A. 「ドライバー一本あればできる」と言われることもありますが、パーツによっては力加減や向きを間違えると壊してしまう可能性もあります。特にCPUのソケットへの取り付けや、放熱グリスの塗布は初心者にとってハードルが高いかもしれません。心配な人は、動画サイトで実際の組み立て手順を確認してから挑戦するとよいでしょう。
Q. ゲームはできますか?
A. CPU内蔵のグラフィックス機能(iGPU)だけでも、軽いゲームや少し古めのタイトルであれば動作する可能性があります。より快適に最新ゲームを楽しみたい場合は、OCuLinkポートを備えたモデルを選び、外付けGPUを接続する方法が有効です。
Q. 完成品のミニPCとどっちが安いですか?
A. これは選ぶパーツ次第です。手持ちのメモリやSSDを流用できるならベアボーンの方が安くなる可能性があります。しかし、全てを新品で揃え、さらにOSライセンス(約1~2万円)を購入すると、完成品と変わらないか、むしろ高くなることもあります。「とにかく総額を安くしたい」という人は、セール時期の完成品をチェックするのも一つの手です。
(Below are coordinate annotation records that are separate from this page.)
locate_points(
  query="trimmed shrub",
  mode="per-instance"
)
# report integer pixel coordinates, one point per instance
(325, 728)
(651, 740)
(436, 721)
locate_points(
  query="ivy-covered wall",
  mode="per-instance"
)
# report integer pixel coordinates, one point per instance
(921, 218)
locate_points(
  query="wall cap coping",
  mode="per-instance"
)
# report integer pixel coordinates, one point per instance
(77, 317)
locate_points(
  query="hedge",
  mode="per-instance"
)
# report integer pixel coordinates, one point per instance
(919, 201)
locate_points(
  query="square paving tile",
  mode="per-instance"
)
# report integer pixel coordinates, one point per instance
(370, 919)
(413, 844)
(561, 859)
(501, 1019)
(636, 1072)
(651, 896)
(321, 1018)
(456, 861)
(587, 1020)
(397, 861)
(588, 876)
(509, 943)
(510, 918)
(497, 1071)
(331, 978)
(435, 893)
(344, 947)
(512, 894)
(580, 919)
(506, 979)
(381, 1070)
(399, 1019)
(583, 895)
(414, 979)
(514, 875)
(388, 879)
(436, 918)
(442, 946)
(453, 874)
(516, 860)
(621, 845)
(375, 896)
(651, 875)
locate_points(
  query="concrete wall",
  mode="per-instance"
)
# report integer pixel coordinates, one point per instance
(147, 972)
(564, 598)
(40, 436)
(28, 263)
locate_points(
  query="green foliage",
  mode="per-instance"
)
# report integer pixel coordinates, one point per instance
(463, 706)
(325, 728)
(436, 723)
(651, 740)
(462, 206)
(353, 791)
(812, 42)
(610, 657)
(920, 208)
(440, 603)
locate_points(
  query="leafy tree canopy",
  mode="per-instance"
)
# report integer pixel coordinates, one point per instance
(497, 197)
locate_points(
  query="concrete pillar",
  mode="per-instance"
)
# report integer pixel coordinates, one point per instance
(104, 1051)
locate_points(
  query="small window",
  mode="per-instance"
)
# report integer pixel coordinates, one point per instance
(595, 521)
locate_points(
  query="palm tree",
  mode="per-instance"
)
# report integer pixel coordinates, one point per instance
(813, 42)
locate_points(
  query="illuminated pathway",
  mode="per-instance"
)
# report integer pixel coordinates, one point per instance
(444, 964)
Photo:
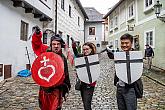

まとめ:自分の目的に合ったミニPCベアボーンを選ぼう
ミニPCベアボーンは、「自分だけの一台」を作りたい人にとって、とても魅力的な選択肢です。一方で、完成品にはない「パーツ選び」「組み立て」「トラブルシュート」という手間とリスクが伴うことも事実です。
この記事で紹介したポイントを参考に、以下の点を改めて整理してみてください。
- どんな用途で使うか(オフィスワーク、ゲーム、動画編集など)
- どのくらいの予算をかけられるか(OSや周辺パーツも含めて)
- 自分でパーツを調べて組み立てることに楽しみを感じられるか
ベアボーン選びで迷ったときは、対応CPUや拡張性(OCuLinkの有無など)を比較軸にしてみてください。最新情報は公式サイトや信頼できる販売店のページで必ず再確認し、自分にとって最高の一台を見つけてくださいね。